Telegram is also more accessible, provides better functionality, and is generally less likely to be tracked by law enforcement when compared to dark web forums, he added.
“In some cases, it’s easier to find buyers on Telegram rather than a forum because everything is smoother and quicker. Access is easier… and data can be shared much more openly.”
Hackers are less inclined to use WhatsApp both for privacy reasons and because it displays users’ numbers in group chats, unlike Telegram, Cyberint said. Encrypted app Signal remains smaller and tends to be used for more general messaging among people who know each other rather than forum-style groups, it added.
Telegram has long taken a more lax approach to content moderation than larger social media apps such as Facebook and Twitter, attracting scrutiny for allowing hate groups and conspiracy theories to flourish. In January, it began shutting down public extremist and white supremacist groups—for the first time—in the wake of the Capitol riots amid concerns it was being used to promote violence.

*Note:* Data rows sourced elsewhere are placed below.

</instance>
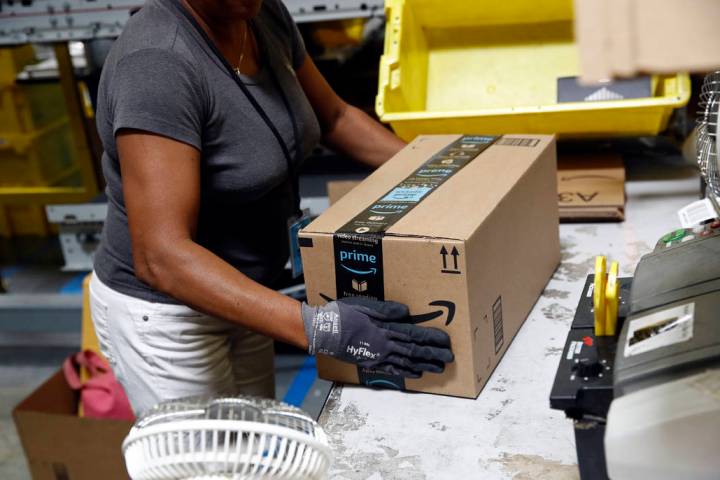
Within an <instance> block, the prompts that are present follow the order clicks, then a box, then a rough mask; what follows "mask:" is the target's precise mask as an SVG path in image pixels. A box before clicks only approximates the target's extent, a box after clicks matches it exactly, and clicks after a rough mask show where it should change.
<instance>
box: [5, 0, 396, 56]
mask: <svg viewBox="0 0 720 480" xmlns="http://www.w3.org/2000/svg"><path fill="white" fill-rule="evenodd" d="M283 1H284V2H285V5H286V6H287V8H288V10H289V11H290V13H291V15H292V16H293V18H294V19H295V21H297V22H298V23H301V22H317V21H327V20H342V19H348V18H367V17H374V16H380V15H383V0H364V1H360V0H333V1H327V0H283ZM143 3H144V2H143V1H142V0H110V1H108V2H105V3H102V4H99V3H97V1H94V0H31V1H30V2H23V1H20V0H16V1H14V2H13V4H12V5H8V4H7V2H5V1H3V5H2V9H1V10H0V45H19V44H23V43H32V42H35V43H46V42H65V41H73V40H90V39H93V38H113V37H117V36H118V35H120V32H122V29H123V28H124V27H125V22H127V20H128V18H130V15H131V13H133V12H134V11H135V10H137V9H139V8H140V7H142V5H143Z"/></svg>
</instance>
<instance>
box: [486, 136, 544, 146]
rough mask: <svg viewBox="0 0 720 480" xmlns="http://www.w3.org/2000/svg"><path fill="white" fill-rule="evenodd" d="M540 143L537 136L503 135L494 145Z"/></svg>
mask: <svg viewBox="0 0 720 480" xmlns="http://www.w3.org/2000/svg"><path fill="white" fill-rule="evenodd" d="M538 143H540V139H538V138H507V137H503V138H501V139H500V140H498V141H497V142H496V145H505V146H508V147H534V146H535V145H537V144H538Z"/></svg>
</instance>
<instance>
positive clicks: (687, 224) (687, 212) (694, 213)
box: [678, 198, 718, 228]
mask: <svg viewBox="0 0 720 480" xmlns="http://www.w3.org/2000/svg"><path fill="white" fill-rule="evenodd" d="M717 216H718V212H716V211H715V207H713V204H712V202H711V201H710V199H709V198H703V199H702V200H697V201H695V202H692V203H690V204H689V205H686V206H684V207H683V208H681V209H680V210H679V211H678V217H680V225H682V227H683V228H692V227H694V226H696V225H700V224H701V223H703V222H707V221H708V220H713V219H715V218H717Z"/></svg>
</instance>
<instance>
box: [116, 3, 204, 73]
mask: <svg viewBox="0 0 720 480" xmlns="http://www.w3.org/2000/svg"><path fill="white" fill-rule="evenodd" d="M111 53H112V59H114V61H115V62H121V61H123V60H124V59H126V58H127V57H132V56H137V55H144V56H146V55H147V54H152V53H154V54H157V55H162V54H165V55H166V56H167V57H168V58H169V59H171V60H176V61H179V62H182V61H183V60H184V61H186V62H188V63H190V64H192V63H193V60H192V58H191V57H192V52H191V51H190V49H189V48H187V45H186V42H185V41H184V37H183V36H182V35H180V32H179V24H178V21H177V18H176V17H175V16H174V15H173V14H172V13H171V12H169V11H167V9H166V8H163V6H162V5H160V4H159V2H157V1H155V0H149V1H148V2H147V3H146V4H145V5H144V6H143V7H142V8H141V9H140V10H139V11H138V12H137V13H136V14H135V15H133V16H132V17H131V18H130V20H128V22H127V24H126V26H125V29H124V30H123V32H122V34H121V35H120V37H118V39H117V40H116V41H115V43H114V44H113V47H112V52H111Z"/></svg>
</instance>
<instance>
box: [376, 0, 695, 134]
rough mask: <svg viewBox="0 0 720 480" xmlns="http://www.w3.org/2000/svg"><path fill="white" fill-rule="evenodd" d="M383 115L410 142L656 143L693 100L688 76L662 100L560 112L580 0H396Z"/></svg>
mask: <svg viewBox="0 0 720 480" xmlns="http://www.w3.org/2000/svg"><path fill="white" fill-rule="evenodd" d="M385 9H386V15H387V26H386V35H385V50H384V54H383V56H382V59H381V62H380V82H379V89H378V96H377V100H376V109H377V113H378V116H379V117H380V119H381V120H382V121H384V122H388V123H390V125H391V126H392V127H393V129H394V130H395V131H396V132H397V133H398V135H400V136H401V137H403V138H404V139H406V140H410V139H412V138H414V137H415V136H417V135H419V134H421V133H458V132H464V133H482V134H502V133H508V132H524V133H557V134H560V135H561V136H566V137H593V136H595V137H597V136H617V135H655V134H657V133H659V132H660V131H662V130H663V129H664V128H665V127H666V126H667V124H668V121H669V119H670V115H671V114H672V112H673V110H674V109H675V108H678V107H681V106H683V105H685V104H686V103H687V101H688V99H689V97H690V79H689V77H688V76H687V75H685V74H678V75H667V76H657V77H654V78H653V82H652V84H653V90H654V91H653V96H652V97H649V98H641V99H627V100H613V101H598V102H571V103H557V79H558V78H559V77H568V76H575V75H577V74H578V73H579V66H578V63H579V62H578V52H577V47H576V44H575V41H574V37H573V9H572V1H571V0H544V1H538V0H506V1H501V2H497V1H492V0H446V1H443V2H440V1H437V0H386V4H385Z"/></svg>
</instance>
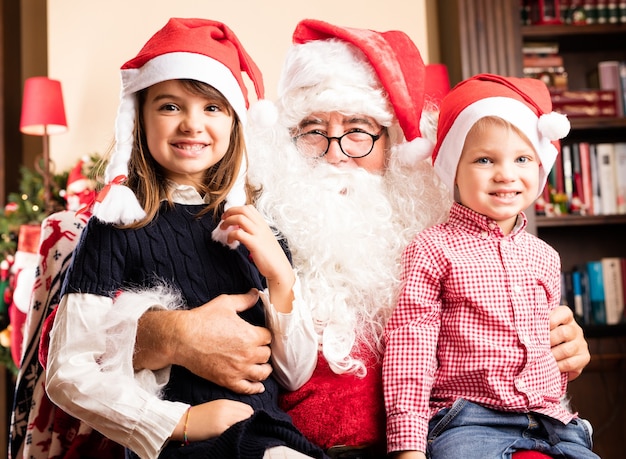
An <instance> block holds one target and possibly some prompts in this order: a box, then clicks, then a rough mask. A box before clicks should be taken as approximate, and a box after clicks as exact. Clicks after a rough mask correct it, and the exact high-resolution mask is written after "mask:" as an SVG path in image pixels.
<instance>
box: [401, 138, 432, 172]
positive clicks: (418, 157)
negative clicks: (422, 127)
mask: <svg viewBox="0 0 626 459" xmlns="http://www.w3.org/2000/svg"><path fill="white" fill-rule="evenodd" d="M433 148H434V144H433V143H432V141H430V140H428V139H426V138H424V137H417V138H415V139H413V140H411V141H410V142H405V143H403V144H400V145H396V146H395V147H394V150H395V152H396V154H397V155H398V159H400V161H401V162H402V163H403V164H406V165H407V166H415V165H416V164H417V163H418V162H419V161H423V160H425V159H428V158H430V156H431V155H432V152H433Z"/></svg>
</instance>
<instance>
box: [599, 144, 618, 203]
mask: <svg viewBox="0 0 626 459" xmlns="http://www.w3.org/2000/svg"><path fill="white" fill-rule="evenodd" d="M596 152H597V154H598V180H599V183H600V201H601V202H602V214H603V215H613V214H616V213H617V184H616V180H615V148H614V146H613V144H612V143H599V144H596Z"/></svg>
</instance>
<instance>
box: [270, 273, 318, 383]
mask: <svg viewBox="0 0 626 459" xmlns="http://www.w3.org/2000/svg"><path fill="white" fill-rule="evenodd" d="M293 293H294V301H293V310H292V311H291V312H290V313H289V314H285V313H281V312H278V311H276V309H275V308H274V305H272V304H271V302H270V298H269V292H268V290H267V289H265V291H263V292H260V294H261V299H262V300H263V304H264V306H265V317H266V321H267V326H268V328H269V329H270V330H271V331H272V336H273V339H272V344H271V348H272V368H273V369H274V377H275V378H276V380H277V381H278V382H279V383H280V384H281V385H282V386H283V387H284V388H285V389H287V390H290V391H294V390H297V389H299V388H300V387H302V385H303V384H304V383H306V382H307V381H308V380H309V378H310V377H311V375H312V374H313V370H314V369H315V366H316V365H317V353H318V348H319V345H318V339H317V334H316V333H315V328H314V326H313V318H312V316H311V311H310V310H309V308H308V307H307V305H306V303H305V302H304V301H303V299H302V293H301V288H300V280H299V279H298V276H297V273H296V282H295V283H294V286H293Z"/></svg>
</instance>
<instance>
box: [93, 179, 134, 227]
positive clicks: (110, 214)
mask: <svg viewBox="0 0 626 459" xmlns="http://www.w3.org/2000/svg"><path fill="white" fill-rule="evenodd" d="M107 186H109V189H108V192H107V193H106V195H105V196H104V198H103V199H102V201H101V202H96V204H95V205H94V209H93V215H94V216H95V217H97V218H98V219H99V220H101V221H103V222H105V223H113V224H116V225H119V224H122V225H129V224H131V223H134V222H136V221H138V220H141V219H142V218H144V217H145V216H146V212H145V211H144V210H143V208H142V207H141V206H140V205H139V201H137V197H136V196H135V194H134V193H133V192H132V190H131V189H130V188H128V187H127V186H124V185H114V184H110V185H107Z"/></svg>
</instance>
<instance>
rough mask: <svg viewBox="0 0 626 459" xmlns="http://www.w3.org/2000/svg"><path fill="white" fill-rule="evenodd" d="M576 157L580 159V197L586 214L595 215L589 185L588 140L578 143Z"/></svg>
mask: <svg viewBox="0 0 626 459" xmlns="http://www.w3.org/2000/svg"><path fill="white" fill-rule="evenodd" d="M578 157H579V161H580V182H581V190H580V195H579V196H580V199H582V201H583V206H584V207H583V208H584V209H585V213H586V214H587V215H595V211H594V207H593V189H592V185H591V163H590V161H591V157H590V151H589V143H588V142H580V143H579V144H578Z"/></svg>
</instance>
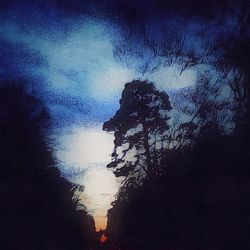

The Cyberint research—particularly the uncovering of public, searchable groups for cybercriminals—raises further questions about Telegram’s content moderation policies and enforcement at a time when chief executive Pavel Durov has said the company is preparing to sell advertisements in public Telegram channels.
It also comes as the company prepares to head for public markets after raising more than $1 billion through bond sales in March to investors including to Mubadala Investment Company, the Gulf emirate’s large sovereign wealth fund, and Abu Dhabi Catalyst Partners, a joint venture between Mubadala and the $4 billion New York hedge fund Falcon Edge Capital.
Telegram said in a statement that it “has a policy for removing personal data shared without consent.” It added that each day, its “ever growing force of professional moderators” removes more than 10,000 public communities for terms of service violations following user reports.